Einige Schlussbetrachtungen
Der Soziologe Klaus Theweleit hat in seinem Buch «Männerphantasien» gezeigt, dass dieses verpanzerte und aggressive Hart-Sein sich in Krisenzeiten zu faschistischen Energien ausweiten kann. Der arbeitende Körper und die damit verbundenen Erduldungen, Zurichtungen, Kränkungen, Verletzungen, die verbogene oder gar zerbrochene Seele und der verbogene oder gar zerbrochene Rücken, drücken Menschen in einen Sumpf, der zum Nährboden für Rücksichtslosigkeit, Hass, Brutalität und Vernichtungsphantasien wird. Nicht zufällig entwickeln sich solche Tendenzen aus der «arbeitenden Mitte» unserer Gesellschaft heraus. Der drangsalierte Leibkörper – und im Umkehrschluss: das Ignorieren unserer leiblichen Gesundheit – ist nicht die einzige, doch aber eine wesentliche Ursache der zunehmenden Radikalisierung nach rechts.

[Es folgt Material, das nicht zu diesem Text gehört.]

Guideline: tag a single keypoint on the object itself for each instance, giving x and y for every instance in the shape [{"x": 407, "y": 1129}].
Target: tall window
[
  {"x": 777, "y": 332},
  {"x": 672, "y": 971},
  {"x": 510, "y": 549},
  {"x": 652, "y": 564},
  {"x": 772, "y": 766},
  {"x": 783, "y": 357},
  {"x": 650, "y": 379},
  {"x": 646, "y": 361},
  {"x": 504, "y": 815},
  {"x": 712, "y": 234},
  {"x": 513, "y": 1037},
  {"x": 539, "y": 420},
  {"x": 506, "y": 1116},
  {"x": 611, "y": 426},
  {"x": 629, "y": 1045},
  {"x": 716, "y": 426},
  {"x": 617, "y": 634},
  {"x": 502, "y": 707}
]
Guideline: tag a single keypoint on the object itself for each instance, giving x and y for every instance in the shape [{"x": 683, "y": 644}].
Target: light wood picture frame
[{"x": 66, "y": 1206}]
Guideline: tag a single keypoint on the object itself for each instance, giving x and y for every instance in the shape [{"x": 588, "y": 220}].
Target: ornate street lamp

Gesundheitsschutz ist viel mehr als das Umsetzen gesetzlicher Normen und Regeln, ist auch etwas anderes als «gute Arbeit», die sich in neoliberalen Fallstricken verfängt. Gesundheitsschutz ist eine Kernfrage unserer leibgebundenen Existenz, eine Orientierung, die von den arbeitenden Menschen selbst gespürt, erfasst, aufgenommen und in ihrer betrieblichen Lebenswelt gegen die herrschenden Produktivitäts- und Rentabilitätszumutungen durchgesetzt werden muss. Gelebter Gesundheitsschutz heißt auch: Die eigenen körperlichen Verpanzerungen aufbrechen und wieder Schritte der Alltagssolidarität, Mitmenschlichkeit und gegenseitigen Hilfe gehen lernen.